Comme l’explique Daniel Bensaïd dans sa brochure « Stratégie et parti » de 1986 :
« Les organisations réformistes ne le sont pas par confusion, inconséquence ou manque de volonté. Elles expriment des cristallisations sociales et matérielles… Les directions réformistes peuvent donc être des alliés politiques tactiques pour contribuer à unifier la classe. Mais elles demeurent stratégiquement des ennemis en puissance ».
Stratégie et parti, p 58, éditions la Brèche.
C’est ici qu’une force révolutionnaire – là encore au sens large – est nécessaire. Le problème entre révolutionnaires et réformistes de gauche n’est donc pas que ces derniers revendiquent l’intervention du mouvement de masse (ils peuvent même se revendiquer de la révolution), mais sur le fait qu’ils sont pour une transformation politique via une accumulation graduelle des réformes. Les révolutionnaires luttent aussi pour des réformes, mais ils ne croient pas qu’on puisse conquérir le pouvoir par leur accumulation graduelle. Certes, il faut toute une période préparatoire – sûrement longue dans les pays capitalistes avancés – durant laquelle les classes populaires conquièrent l’hégémonie, mais il faut aussi préparer les confrontations décisives ; d’où une place très importants dans l’intervention révolutionnaires de questions comme les grèves générales, les soulèvements, l’auto-organisation, le contrôle social, la gestion populaire, etc. Et là, il y a une divergence substantielle avec les réformistes.
Qui dit confrontation décisive dit confrontation avec l’Etat. Nous sommes d’accord sur la caractérisation de l’Etat comme « Etat des classes dominantes ». Nous sommes aussi d’accord sur la nécessité de travailler au sein des institutions étatiques et para étatiques même si nous restons opposés au « ministèrialisme ». Peut être la culture révolutionnaire n’a-t-elle pas suffisamment intégré la nécessité de ce travail au sein des institutions. Mais reconnaissons aussi que les quelques expériences de travail dans les institutions n’ont pas été des plus probantes. L’expérience de nos camarades brésiliens dans le PT et surtout dans des mairies ou Etats du Brésil illustre bien les difficultés à maintenir une ligne indépendante tout en gérant des institutions importantes.
En général, une des leçons du siècle pour le mouvement ouvrier, c’est de reconnaître la capacité extraordinaire d’intégration de sociale de l’Etat, des institutions et des divers appareils de domination de la bourgeoisie et donc de préserver le mouvement ouvrier contre cette politique. Il faut donc travailler dans les institutions, mais en gardant son indépendance.

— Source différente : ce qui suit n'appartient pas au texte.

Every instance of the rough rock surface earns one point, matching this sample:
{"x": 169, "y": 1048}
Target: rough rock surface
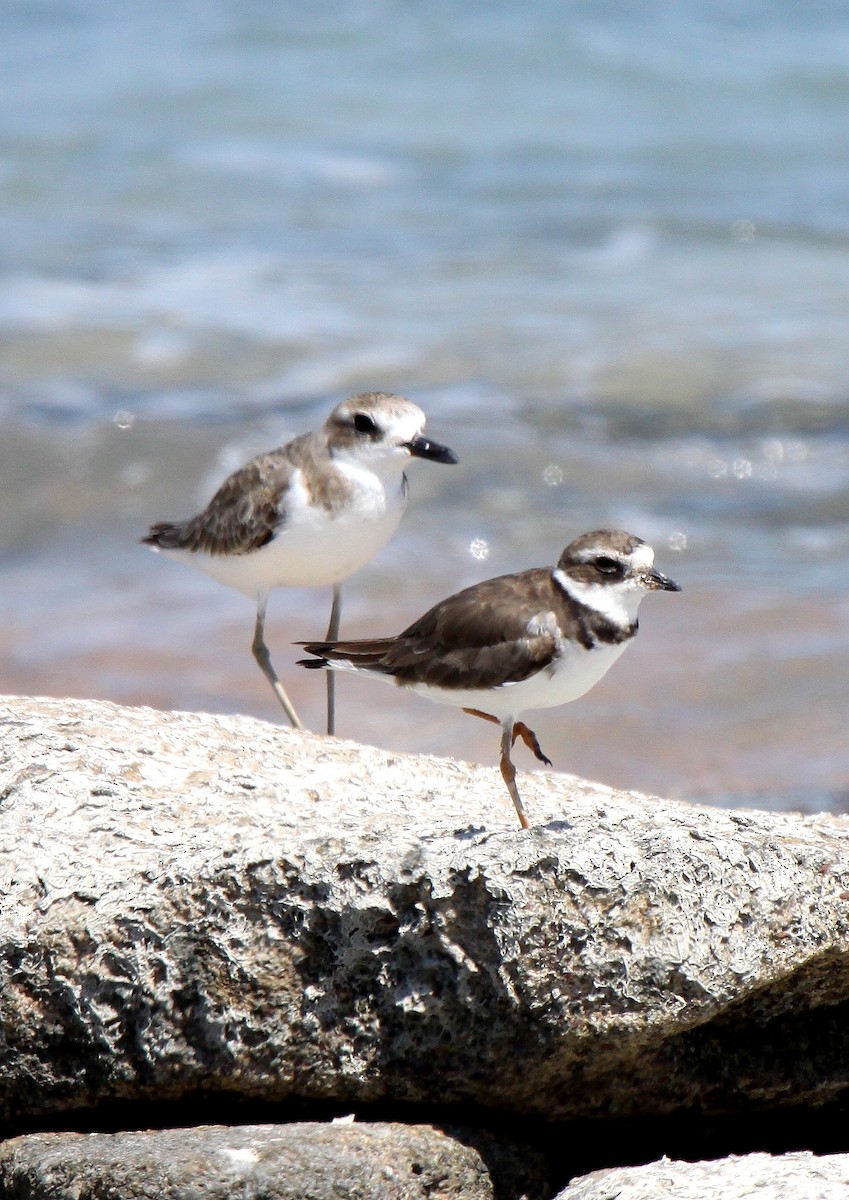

Nous sommes aussi convaincu de la nécessité d’envisager des situations transitoires, de « déjà plus et de pas encore » où, dans le feu de crises sociales et politiques aigues, se posent la question d’un gouvernement de rupture avec la logique capitaliste, gouvernement qui peut procéder d’une majorité électorale, qui d’une certaine manière peut constituer « un début parlementaire d’un gouvernement des travailleurs ». Ainsi, un processus révolutionnaire ne surgira pas ex-nihilo de la mobilisation sociale, il y aura probablement des connexions entre la mobilisation révolutionnaire et les vielles institutions. Dans ce sens, le travail des révolutionnaires doit combiner une politique qui vise à désagréger de l’intérieur ces institutions étatiques, à les « délégitimiser », et la capacité à faire émerger de nouvelles institutions du pouvoir populaire, de démontrer leur efficacité sociale et démocratique, de les coordonner et d’en faire une référence pour renverser la vielle machine d’Etat et instaurer une nouvelle démocratie socialiste qui doit apparaitre comme supérieure à l’ordre ancien.
Le centre de gravité d’une stratégie de transformation révolutionnaire, c’est l’émergence d’une dualité de pouvoirs, appuyée sur des expériences d’auto-organisation populaire, de contrôle et de gestion sociale, bref toute une phase politique ou « celles et ceux d’en bas » construisent leur propre pouvoir. Toutes cette dimension est décisive pour créer les conditions d’une confrontation et d’un démantèlement de la veille machine d’Etat. Voici un autre désaccord fondamental avec les réformistes de gauche et, précisément, avec Mélenchon : ils n’envisagent pas la construction d’une nouvelle légitimité étatique représentant les classes populaires.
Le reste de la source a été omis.